3.51      Under the amendments proposed by subsection 106(4) the proceeds of trade could not be used to pay fees and charges for holding and delivering Commonwealth environmental water.

3.52      The amendment, which is consistent with Recommendation 15 of the Water Act Review, is designed to ensure that the CEWH's operating costs continue to be met from Commonwealth consolidated revenue, rather than from the sale of Commonwealth environmental water holdings.[51]

3.53      The CEWH's submission noted that the bill clarifies that 'environmental activities' do not include statutory fees and charges for holding and delivering water. Further, CEWH told the committee that:

Fees and charges are recurring, non-discretionary and a large ongoing expense. Selling water to cover these fees would require the sale of large volumes of allocations without reciprocal environmental benefits.

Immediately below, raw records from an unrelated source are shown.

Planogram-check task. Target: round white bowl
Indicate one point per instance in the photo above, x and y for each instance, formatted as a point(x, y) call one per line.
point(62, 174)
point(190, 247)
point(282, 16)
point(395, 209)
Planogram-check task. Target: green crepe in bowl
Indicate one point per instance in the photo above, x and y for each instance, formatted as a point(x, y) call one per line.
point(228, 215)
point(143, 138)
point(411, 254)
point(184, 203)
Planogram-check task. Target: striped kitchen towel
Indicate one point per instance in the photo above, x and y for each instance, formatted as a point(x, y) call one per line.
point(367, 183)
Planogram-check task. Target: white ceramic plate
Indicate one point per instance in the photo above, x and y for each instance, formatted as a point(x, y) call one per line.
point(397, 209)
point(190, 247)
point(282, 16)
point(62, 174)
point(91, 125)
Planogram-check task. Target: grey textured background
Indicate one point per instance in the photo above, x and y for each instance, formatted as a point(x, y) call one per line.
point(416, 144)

This would reduce the capacity to meet the environmental objectives of the Water Act and Basin Plan.

It would also require the Commonwealth Environmental Water Holder to approach the water market with the objective of raising significant amounts of revenue, which due to the scale of the requirement would be likely to cause negative impacts for some market participants.

Importantly, the Commonwealth Environmental Water Holder will continue to pay the same fees and charges as other water holders, consistent with existing arrangements.[52]

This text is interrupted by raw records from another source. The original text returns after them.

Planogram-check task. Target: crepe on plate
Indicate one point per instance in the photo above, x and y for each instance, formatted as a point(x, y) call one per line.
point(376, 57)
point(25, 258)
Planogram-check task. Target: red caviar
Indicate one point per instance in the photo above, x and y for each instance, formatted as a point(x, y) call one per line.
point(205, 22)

3.54      The RGA submitted that the CEWH should be provided with the flexibility to use trade proceeds to fund the water charges it incurs. It was noted that these charges are currently funded by tax payers, and it was argued that providing the CEWH with the flexibility to use the funds for its water charges:

... would mean that the Commonwealth government is able to divert these tax payer funds to another purpose if need be. This prospect may be important for the Commonwealth in a tight fiscal year.[53]

Committee comment

3.55      The committee notes that – under Section 253 of the Water Act 2007, an independent review of the operation of the Water Act (and the extent to which it has achieved its objectives) has been conducted.

3.56      The committee also notes that in conducting the Water Act Review, the panel consulted with a large number of stakeholders. The committee is aware that the panel received more than 70 submissions over the course of its review and consulted with a large number of key stakeholders – including state and territory governments, and organisations across the irrigation, environment, community and indigenous sectors.

3.57      The committee sees as significant the fact that the Water Act Review made 23 recommendations – the majority of which were accepted in the Government's response – with Recommendations 9 and 21 being agreed to in part.

3.58      Finally, the committee notes that a number of the organisations which submitted to its inquiry into the bill indicated that they had both been consulted and were actively involved during the Water Act Review.

3.59      The committee specifically notes the concerns raised by a number of organisations in relation to the amendments proposed under Item 27 (Section 106). However, the committee also notes the safeguards that have been included in Section 105 of the bill and concludes that they will be sufficient to protect the interests of all stakeholders.

3.60      The committee therefore recommends that the bill be passed.

Recommendation 1

3.61      The committee recommends that the Senate pass the Water Amendment (Review Implementation and other Measures) Bill 2015.